When I reach out to input the security code, something compels me to look back at Damien’s older brother. His eyes are hard like emeralds and the scar in his upper lip lends him a perpetual snarl that should have me recoiling. But I’
ve never been one to cower from trouble, and I’m pretty sure that I can give Saxon Priest a run for his money on the scarred front.
Society dictates beauty, but what society never acknowledges is that the most beautiful amongst us are often the ugliest within.
He was dead, Damien told me, in his heart, in his goddamned soul.
Staring at Saxon now, I can see how that might have been true. And probably still is true, in many ways. Here goes nothing. Lifting my chin, I make a point to hold his gaze. “I’m aware that you didn’t kill the king.”
A muscle in his jaw flickers.
“And,” I continue, picking my words carefully, “I’m aware that Isla Quinn is the one who actually pulled the trig—”
My back hits the wall with jarring force.
“You won’t get within a fucking mile of her, do you hear me?” Saxon thrusts his face close to mine, his forearm locking across my breastbone. “I’ll rip your heart out first.”
Thud-thud. Thud-thud. Thud-thud.
Madness.
Damien was wrong.
Isla Quinn may have made this man whole, but she hasn’t made him human. Not completely. And I’m glad for it. Because Saxon Priest is still the man who slaughtered mine at The Octagon and I’m still the woman who led an attack on the Palace, all with the intention of ending the Priest brothers for good. The day we become friends will probably be the day the world ends.
“I want to apologize,” I tell him, my arms hanging loosely at my sides, “for what I’ve done.”
His feral expression shutters.
Having second thoughts about snapping my neck?
Biting back the caustic remark, I push onward. “Your brother said that it’s insincere to apologize for something you once believed in.
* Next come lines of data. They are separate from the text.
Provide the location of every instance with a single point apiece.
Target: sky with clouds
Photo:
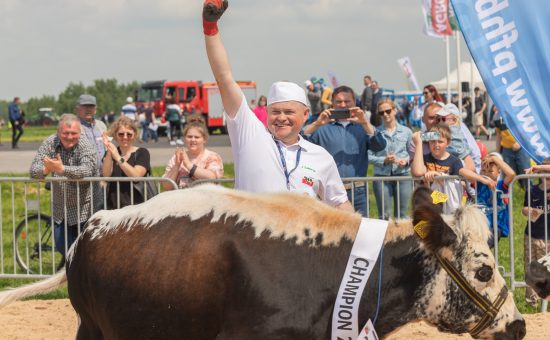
(45, 45)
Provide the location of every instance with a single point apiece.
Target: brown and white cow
(212, 263)
(538, 276)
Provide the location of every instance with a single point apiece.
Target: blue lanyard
(283, 162)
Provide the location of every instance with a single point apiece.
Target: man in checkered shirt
(65, 154)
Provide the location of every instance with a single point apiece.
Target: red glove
(212, 10)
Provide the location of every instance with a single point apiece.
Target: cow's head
(461, 240)
(538, 276)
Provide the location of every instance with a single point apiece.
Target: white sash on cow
(365, 250)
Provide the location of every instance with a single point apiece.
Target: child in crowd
(440, 162)
(535, 205)
(493, 166)
(458, 147)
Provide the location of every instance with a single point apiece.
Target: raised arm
(217, 56)
(418, 168)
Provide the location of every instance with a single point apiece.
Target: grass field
(7, 264)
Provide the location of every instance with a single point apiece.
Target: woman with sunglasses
(126, 160)
(431, 94)
(392, 161)
(458, 146)
(261, 110)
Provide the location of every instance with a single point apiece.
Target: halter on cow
(209, 262)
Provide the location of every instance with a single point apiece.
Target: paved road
(19, 160)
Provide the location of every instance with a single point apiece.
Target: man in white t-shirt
(276, 159)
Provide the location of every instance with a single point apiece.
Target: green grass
(30, 134)
(32, 190)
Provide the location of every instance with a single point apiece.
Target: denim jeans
(59, 235)
(518, 161)
(359, 200)
(386, 193)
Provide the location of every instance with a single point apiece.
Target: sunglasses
(445, 119)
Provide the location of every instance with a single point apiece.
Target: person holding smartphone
(392, 161)
(346, 133)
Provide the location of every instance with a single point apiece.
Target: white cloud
(47, 44)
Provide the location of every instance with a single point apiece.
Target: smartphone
(428, 136)
(340, 114)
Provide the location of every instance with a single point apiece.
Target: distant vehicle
(192, 96)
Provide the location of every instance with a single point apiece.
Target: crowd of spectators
(299, 140)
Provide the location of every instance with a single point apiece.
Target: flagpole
(458, 78)
(448, 58)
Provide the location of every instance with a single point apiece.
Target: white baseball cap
(283, 91)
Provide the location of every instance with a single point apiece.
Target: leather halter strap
(489, 309)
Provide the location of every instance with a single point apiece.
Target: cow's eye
(484, 274)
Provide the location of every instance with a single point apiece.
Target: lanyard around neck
(283, 163)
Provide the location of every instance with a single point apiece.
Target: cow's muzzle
(514, 331)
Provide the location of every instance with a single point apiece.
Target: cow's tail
(39, 287)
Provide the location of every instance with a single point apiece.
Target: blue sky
(47, 44)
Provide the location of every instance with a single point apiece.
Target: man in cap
(430, 118)
(277, 159)
(90, 127)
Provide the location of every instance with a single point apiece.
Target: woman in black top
(126, 160)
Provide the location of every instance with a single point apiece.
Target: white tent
(465, 75)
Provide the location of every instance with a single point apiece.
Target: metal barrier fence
(27, 246)
(27, 222)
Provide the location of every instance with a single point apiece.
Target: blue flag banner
(510, 43)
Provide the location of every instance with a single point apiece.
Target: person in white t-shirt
(277, 158)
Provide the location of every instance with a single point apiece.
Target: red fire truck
(192, 96)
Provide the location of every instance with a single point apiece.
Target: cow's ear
(422, 196)
(431, 228)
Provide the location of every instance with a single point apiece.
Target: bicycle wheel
(34, 251)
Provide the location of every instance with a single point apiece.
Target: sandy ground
(56, 319)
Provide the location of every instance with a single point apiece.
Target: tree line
(110, 94)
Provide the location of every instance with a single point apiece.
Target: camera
(340, 114)
(428, 136)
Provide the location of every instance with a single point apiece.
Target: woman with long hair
(126, 160)
(193, 161)
(394, 160)
(431, 94)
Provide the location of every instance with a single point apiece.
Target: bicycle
(34, 251)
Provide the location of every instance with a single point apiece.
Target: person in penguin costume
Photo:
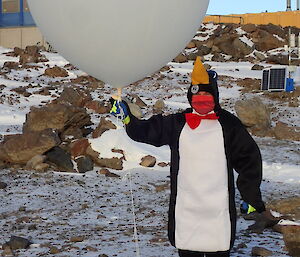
(207, 143)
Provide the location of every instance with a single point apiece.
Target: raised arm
(246, 160)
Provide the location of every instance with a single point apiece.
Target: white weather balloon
(118, 41)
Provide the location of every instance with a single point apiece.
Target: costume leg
(218, 254)
(185, 253)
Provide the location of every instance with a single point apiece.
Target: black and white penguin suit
(202, 211)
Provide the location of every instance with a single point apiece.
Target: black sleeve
(155, 131)
(247, 162)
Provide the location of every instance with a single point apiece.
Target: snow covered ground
(53, 208)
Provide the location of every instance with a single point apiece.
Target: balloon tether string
(135, 232)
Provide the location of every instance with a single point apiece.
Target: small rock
(36, 160)
(74, 96)
(111, 163)
(76, 239)
(180, 58)
(260, 251)
(56, 72)
(109, 174)
(159, 106)
(78, 147)
(11, 65)
(148, 161)
(17, 242)
(98, 107)
(135, 110)
(7, 251)
(103, 126)
(60, 158)
(137, 100)
(84, 164)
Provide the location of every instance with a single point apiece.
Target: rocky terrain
(62, 195)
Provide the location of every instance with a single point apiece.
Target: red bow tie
(194, 120)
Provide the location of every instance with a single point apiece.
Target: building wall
(20, 37)
(284, 19)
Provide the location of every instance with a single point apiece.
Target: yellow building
(284, 19)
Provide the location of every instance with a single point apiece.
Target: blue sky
(248, 6)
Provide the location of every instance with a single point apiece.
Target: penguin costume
(204, 153)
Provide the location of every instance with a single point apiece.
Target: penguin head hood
(203, 80)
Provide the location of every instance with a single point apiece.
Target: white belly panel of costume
(202, 221)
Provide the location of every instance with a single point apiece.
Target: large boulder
(254, 114)
(57, 116)
(241, 47)
(60, 159)
(103, 126)
(264, 41)
(74, 96)
(55, 72)
(225, 43)
(21, 148)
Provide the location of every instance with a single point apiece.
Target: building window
(25, 6)
(10, 6)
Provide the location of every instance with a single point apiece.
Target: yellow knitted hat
(199, 74)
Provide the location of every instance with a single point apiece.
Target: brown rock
(54, 250)
(32, 50)
(60, 117)
(203, 50)
(74, 96)
(159, 106)
(21, 148)
(18, 51)
(148, 161)
(36, 160)
(135, 110)
(291, 237)
(191, 45)
(11, 65)
(225, 44)
(109, 174)
(241, 48)
(111, 163)
(260, 251)
(56, 72)
(259, 56)
(98, 107)
(283, 132)
(103, 126)
(254, 114)
(180, 58)
(7, 251)
(249, 28)
(264, 41)
(137, 100)
(27, 58)
(78, 147)
(278, 59)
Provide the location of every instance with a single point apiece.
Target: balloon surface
(118, 41)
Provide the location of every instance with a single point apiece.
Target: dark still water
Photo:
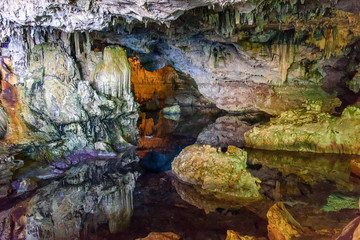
(97, 195)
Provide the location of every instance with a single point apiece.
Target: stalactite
(113, 75)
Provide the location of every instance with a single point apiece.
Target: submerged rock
(282, 226)
(226, 131)
(232, 235)
(309, 129)
(336, 202)
(92, 194)
(213, 172)
(112, 75)
(171, 110)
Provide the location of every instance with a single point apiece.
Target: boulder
(171, 110)
(222, 174)
(282, 226)
(309, 129)
(355, 166)
(161, 236)
(112, 75)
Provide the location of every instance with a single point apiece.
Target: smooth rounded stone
(3, 121)
(222, 174)
(355, 166)
(171, 110)
(308, 129)
(312, 168)
(282, 226)
(161, 236)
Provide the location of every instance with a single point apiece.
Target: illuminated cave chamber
(164, 87)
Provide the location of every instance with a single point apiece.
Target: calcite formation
(112, 75)
(355, 167)
(309, 129)
(222, 174)
(282, 226)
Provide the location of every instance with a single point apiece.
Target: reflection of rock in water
(89, 196)
(203, 200)
(227, 130)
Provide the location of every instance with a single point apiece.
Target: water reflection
(161, 138)
(94, 194)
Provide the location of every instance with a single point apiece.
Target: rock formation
(222, 174)
(309, 129)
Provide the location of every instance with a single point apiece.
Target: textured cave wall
(256, 55)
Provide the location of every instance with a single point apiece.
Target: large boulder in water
(223, 174)
(282, 226)
(309, 129)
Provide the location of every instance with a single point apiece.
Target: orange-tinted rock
(351, 231)
(282, 226)
(355, 167)
(232, 235)
(161, 236)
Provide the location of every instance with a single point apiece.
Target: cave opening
(181, 119)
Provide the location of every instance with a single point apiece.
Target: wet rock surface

I agree with the logic, with him, but I’m going to apologize anyway—for any fear you faced, for the hurt I caused. But, mostly, I’m sorry that it’s because of me that you were forced to choose between Isla and your brothers.”
Stilted silence envelops the landing, and I’m distinctively aware that though I hear air rushing past my lips, Saxon appears unmoved. His breathing, his coloring, are as if we’ve been discussing nothing more controversial than the weather. The man has all the emotional dexterity of an iceberg.